Polecane posty

PALETA KOBO KIND OF MAGIC {IDEALNA PALETA NA CO DZIEŃ?}


Paleta matowych cieni, z wieloma kolorami, które bajecznie się blendują? Na dodatek w przystępnej cenie? Zajrzyjcie do Drogerii Natura! Nowość, którą zaraz Wam pokażę, może się Wam przydać.


KOBO KIND OF MAGIC


Paleta Kobo Kind of Magic zachwyca już na etapie oglądania jej opakowania, które jest złote i brokatowe. Zachwyci każdą srokę! Paleta została wykonana z solidnej tektury i jest zamykana na mocny magnes.W środku kryje się 15 matowych cieni i zaskakująco dobrej jakości lusterko, które zajmuje sporą część wieczka palety.

Druga część palety to 15 matowych cieni, w najróżniejszych odcieniach beży, brązów, szarości i czerni. W porównaniu do innych dostępnych aktualnie na rynku palet, Kobo Kind of Magic jest utrzymana w zaskakująco chłodnej kolorystyce, co bardzo mnie cieszy. Cienie są prostokątne, każdy z nich to 0,93 g, a kolorystycznie ułożone są od najjaśniejszego do najciemniejszego.

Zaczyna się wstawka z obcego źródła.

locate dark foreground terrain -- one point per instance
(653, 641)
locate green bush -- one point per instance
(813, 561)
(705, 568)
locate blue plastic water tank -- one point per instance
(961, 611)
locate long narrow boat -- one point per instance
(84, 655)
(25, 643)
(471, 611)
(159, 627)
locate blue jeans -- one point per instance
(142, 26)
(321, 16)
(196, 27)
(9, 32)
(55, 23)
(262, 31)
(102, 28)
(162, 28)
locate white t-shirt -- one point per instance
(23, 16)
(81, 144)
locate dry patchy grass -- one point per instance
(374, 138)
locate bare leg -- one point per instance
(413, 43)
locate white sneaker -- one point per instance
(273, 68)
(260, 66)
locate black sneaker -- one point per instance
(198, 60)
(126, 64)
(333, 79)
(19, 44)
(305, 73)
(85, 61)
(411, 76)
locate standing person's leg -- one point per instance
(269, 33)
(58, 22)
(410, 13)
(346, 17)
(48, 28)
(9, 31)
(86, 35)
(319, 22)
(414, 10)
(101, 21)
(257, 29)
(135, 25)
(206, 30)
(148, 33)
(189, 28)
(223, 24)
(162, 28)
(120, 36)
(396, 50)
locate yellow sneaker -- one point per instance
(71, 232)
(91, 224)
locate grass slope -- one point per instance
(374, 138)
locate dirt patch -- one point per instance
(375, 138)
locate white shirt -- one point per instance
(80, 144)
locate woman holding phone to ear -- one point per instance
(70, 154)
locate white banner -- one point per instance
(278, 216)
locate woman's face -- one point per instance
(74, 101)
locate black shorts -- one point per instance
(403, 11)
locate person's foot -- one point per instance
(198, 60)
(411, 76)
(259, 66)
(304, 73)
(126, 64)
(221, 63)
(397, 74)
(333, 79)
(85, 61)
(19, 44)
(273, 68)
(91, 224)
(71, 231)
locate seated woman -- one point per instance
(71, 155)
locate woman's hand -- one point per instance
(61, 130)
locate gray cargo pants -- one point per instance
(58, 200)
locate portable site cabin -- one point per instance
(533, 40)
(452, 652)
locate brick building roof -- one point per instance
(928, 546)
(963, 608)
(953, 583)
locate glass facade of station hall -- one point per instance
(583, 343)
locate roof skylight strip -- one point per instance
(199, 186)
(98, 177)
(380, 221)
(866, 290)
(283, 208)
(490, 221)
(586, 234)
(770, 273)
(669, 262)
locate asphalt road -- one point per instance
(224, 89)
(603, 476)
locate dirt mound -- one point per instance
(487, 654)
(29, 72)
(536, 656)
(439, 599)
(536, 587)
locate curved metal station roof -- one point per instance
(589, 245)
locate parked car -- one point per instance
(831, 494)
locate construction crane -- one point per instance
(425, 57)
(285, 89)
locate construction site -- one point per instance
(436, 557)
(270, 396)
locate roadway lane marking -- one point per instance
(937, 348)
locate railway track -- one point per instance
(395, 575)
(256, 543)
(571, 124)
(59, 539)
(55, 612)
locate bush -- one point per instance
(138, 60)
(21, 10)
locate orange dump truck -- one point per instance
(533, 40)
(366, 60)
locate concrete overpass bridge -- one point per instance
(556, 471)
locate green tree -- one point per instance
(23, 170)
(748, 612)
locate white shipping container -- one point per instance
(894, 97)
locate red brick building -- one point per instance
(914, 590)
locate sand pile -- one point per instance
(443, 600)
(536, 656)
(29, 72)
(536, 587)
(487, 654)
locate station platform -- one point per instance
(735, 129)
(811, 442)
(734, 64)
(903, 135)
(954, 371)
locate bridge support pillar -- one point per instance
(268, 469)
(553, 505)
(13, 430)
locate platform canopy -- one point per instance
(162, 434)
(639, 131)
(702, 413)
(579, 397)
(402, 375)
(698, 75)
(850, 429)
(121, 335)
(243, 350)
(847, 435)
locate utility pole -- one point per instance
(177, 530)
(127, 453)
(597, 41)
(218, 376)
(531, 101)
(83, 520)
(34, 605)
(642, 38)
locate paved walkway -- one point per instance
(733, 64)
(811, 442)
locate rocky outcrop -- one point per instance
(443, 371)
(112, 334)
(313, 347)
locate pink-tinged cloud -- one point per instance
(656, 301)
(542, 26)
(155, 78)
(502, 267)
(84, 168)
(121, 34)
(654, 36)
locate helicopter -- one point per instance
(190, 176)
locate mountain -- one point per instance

Paleta w Drogerii Natura kosztuje 49,99 złotych i cały czas jest dostępna (widziałam ją stacjonarnie, jest też online), ale widzę, że na Allegro ktoś próbuje robić "biznesy" i sprzedaje ją za 90 złotych.





JAK PRACUJE SIĘ PALETĄ KOBO KIND OF MAGIC?


Jeśli chodzi o konsystencję tych cieni, to zależy ona od koloru. Jedne cienie są miękkie, ale bardzo suche i pylące, a inne bardzo masełkowate. Nakładane na powiekę wydają się odrobinę kredowe, co dla mnie jest minusem, ale dobrze się rozcierają tworząc bardzo ładną mgiełkę koloru. Pomiędzy sobą też łączą się dobrze, a mając tyle odcieni można zrobić na prawdę piękny, gradientowy makijaż.

Pigmentacja cieni jest bardzo dobra, zwykle wystarczy jedna warstwa cienia, aby uzyskać pożądany, intensywny kolor. Schody zaczynają się kiedy chcemy cienia dołożyć, ponieważ kolejne warstwy absolutnie się do siebie nie kleją i potrafią powstawać brzydkie plamy. Dlatego budowanie intensywności przez dokładanie kolejnych warstw jest tu niemożliwe. Zawsze tak samo przygotowuję powiekę, dlatego zagadką jest dla mnie to, dlaczego te cienie raz dobrze przyklejają się do powieki, a innym razem tworzą się dziury. Jednak kiedy już taka dziura powstanie, cienie z palety Kobo Kond of Magic są zbyt suche, aby "dokleić" je w tym miejscu i taką dziurę załatać.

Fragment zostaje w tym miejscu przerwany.